Le 1er juin 2004, le Service des créances alimentaires créé par la loi du 23 février 2003 installait ses bureaux régionaux et ouvrait ses portes aux créanciers et créancières en quête d’une régularisation de leurs droits. Il s’agissait là de l’aboutissement d’une revendication politique des organisations féminines et féministes qui remonte aux années 1970, mais d’un aboutissement très partiel. La loi a été votée sous le gouvernement arc-en-ciel mais le gouvernement actuel a fait volte-face en limitant drastiquement la mission du service. Celle-ci ne porte en effet que sur le recouvrement des montants mensuels de la pension alimentaire et des arriérés au nom des bénéficiaires. Le paiement des avances sur créances non perçues, prévu par la même loi, est renvoyé à plus tard.
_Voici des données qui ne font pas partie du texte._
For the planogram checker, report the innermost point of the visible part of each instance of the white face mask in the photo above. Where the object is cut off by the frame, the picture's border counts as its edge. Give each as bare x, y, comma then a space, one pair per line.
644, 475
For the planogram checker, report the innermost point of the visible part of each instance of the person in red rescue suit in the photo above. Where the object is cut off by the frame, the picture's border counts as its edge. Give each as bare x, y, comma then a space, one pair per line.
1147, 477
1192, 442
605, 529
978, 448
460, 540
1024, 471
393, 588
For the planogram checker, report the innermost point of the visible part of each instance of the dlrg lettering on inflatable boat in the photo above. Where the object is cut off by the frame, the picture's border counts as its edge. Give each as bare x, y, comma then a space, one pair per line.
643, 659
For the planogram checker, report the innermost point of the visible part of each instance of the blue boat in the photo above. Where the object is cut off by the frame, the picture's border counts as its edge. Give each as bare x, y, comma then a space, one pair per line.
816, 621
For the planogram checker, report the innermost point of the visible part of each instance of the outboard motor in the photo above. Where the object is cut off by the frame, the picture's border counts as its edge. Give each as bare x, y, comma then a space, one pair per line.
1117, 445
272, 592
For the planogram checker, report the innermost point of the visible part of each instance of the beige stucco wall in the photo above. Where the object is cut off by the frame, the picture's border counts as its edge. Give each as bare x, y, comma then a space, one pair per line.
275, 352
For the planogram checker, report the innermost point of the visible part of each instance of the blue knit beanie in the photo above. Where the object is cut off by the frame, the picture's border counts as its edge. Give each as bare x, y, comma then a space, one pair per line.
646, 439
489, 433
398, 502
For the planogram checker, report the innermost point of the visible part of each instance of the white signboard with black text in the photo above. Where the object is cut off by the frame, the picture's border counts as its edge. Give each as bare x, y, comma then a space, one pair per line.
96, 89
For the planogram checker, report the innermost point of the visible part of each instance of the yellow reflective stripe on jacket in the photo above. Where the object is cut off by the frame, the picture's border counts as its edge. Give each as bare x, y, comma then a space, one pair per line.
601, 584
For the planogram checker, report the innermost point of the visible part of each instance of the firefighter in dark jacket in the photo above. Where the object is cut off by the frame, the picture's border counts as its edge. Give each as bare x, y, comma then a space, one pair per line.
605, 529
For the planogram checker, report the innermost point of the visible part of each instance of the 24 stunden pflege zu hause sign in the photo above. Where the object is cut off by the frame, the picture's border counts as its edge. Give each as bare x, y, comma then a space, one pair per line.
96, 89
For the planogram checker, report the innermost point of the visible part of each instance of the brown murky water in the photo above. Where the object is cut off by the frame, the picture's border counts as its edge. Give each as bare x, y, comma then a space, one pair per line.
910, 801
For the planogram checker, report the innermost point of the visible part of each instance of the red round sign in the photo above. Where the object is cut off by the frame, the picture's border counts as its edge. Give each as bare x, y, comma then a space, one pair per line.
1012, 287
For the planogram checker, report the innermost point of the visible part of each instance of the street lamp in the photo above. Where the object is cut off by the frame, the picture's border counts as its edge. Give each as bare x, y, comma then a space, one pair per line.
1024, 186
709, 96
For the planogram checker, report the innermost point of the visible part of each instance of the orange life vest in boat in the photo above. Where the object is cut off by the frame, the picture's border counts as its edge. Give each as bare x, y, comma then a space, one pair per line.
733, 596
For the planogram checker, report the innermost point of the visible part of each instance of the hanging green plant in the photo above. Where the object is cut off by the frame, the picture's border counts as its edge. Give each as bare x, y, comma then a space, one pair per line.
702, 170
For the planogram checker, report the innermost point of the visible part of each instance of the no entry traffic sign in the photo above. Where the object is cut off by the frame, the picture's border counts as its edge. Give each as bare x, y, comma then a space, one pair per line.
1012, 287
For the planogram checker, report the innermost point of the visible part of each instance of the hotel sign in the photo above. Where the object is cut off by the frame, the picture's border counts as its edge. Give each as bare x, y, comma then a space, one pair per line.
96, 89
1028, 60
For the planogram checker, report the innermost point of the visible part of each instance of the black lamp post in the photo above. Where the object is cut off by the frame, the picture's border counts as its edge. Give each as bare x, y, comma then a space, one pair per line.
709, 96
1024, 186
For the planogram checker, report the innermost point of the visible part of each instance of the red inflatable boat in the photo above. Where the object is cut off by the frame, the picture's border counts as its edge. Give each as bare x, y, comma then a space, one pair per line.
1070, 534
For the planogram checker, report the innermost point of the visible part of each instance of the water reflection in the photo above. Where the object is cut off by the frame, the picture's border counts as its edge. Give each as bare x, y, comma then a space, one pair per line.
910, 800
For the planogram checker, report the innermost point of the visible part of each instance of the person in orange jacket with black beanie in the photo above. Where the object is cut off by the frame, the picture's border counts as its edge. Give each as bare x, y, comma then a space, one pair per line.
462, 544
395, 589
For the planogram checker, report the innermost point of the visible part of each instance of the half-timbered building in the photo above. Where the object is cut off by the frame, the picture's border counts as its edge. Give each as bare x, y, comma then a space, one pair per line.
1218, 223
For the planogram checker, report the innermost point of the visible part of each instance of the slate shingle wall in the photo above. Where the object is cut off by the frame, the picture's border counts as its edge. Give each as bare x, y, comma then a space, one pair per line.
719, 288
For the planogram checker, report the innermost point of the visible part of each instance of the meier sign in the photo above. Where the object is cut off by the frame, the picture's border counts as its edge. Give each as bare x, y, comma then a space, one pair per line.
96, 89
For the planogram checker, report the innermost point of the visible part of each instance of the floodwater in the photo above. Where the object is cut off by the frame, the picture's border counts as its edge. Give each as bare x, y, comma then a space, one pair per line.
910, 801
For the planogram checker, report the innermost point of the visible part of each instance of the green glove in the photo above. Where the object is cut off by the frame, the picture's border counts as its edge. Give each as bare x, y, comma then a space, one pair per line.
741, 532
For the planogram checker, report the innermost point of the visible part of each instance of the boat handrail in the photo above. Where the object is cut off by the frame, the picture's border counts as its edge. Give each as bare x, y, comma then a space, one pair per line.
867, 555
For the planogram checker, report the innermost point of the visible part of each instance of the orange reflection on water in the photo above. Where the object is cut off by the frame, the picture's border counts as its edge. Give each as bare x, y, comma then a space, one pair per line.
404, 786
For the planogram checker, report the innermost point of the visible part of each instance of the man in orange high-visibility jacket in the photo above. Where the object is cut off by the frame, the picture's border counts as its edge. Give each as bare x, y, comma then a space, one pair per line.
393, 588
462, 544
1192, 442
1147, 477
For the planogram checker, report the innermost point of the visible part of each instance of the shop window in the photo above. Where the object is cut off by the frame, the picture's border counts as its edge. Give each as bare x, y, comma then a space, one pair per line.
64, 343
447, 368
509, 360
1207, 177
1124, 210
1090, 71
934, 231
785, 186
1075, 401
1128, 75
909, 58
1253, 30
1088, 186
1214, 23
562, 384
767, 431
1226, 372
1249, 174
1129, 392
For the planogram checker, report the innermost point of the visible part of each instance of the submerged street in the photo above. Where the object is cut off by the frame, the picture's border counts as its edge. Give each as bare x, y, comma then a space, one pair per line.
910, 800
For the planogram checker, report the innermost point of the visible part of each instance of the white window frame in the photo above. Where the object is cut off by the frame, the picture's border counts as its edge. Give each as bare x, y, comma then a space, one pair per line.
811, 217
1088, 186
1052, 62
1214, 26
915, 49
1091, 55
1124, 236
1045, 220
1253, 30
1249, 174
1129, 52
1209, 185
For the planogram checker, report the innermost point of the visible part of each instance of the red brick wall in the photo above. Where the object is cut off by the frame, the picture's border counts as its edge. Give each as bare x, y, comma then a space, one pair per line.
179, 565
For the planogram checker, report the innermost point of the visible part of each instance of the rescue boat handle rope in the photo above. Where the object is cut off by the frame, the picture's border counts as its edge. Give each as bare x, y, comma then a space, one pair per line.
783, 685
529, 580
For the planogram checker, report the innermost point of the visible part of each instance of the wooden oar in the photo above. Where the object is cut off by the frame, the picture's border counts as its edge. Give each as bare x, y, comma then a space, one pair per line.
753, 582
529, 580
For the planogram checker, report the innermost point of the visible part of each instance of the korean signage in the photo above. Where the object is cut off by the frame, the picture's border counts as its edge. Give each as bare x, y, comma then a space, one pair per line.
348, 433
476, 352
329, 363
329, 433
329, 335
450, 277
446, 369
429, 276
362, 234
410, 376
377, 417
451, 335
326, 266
En attendant, cette compétence reste du ressort des CPAS dans les conditions restrictives prévues par la loi du 8 mai 1989, qui avait été élaborée dans le cadre de la lutte contre la pauvreté. Marie-Thérèse Coenen fait le point sur l’ensemble du processus politique en partant de la première proposition de loi déposée en 1974. Elle analyse les solutions préconisées au fil du temps et leur mise en œuvre très incomplète. Une large place est donnée au rôle qu’ont joué les associations de femmes et les mouvements familiaux mobilisés face au laxisme et à la tolérance dont font preuve les autorités publiques vis-à-vis du non-respect des obligations alimentaires. Dans sa conclusion Marie-Thérèse Coenen pose la question : pourquoi, malgré leur pression constante, les organisations non gouvernementales n’ont-elles réussi à infléchir que très tardivement et très partiellement le processus décisionnel ? Une réponse satisfaisante ne peut être apportée selon elle que si l’on adopte le point de vue d’une analyse de genre, c’est-à-dire une analyse qui tient compte du sexe des acteurs qui joue un rôle clé dans le processus de décision politique.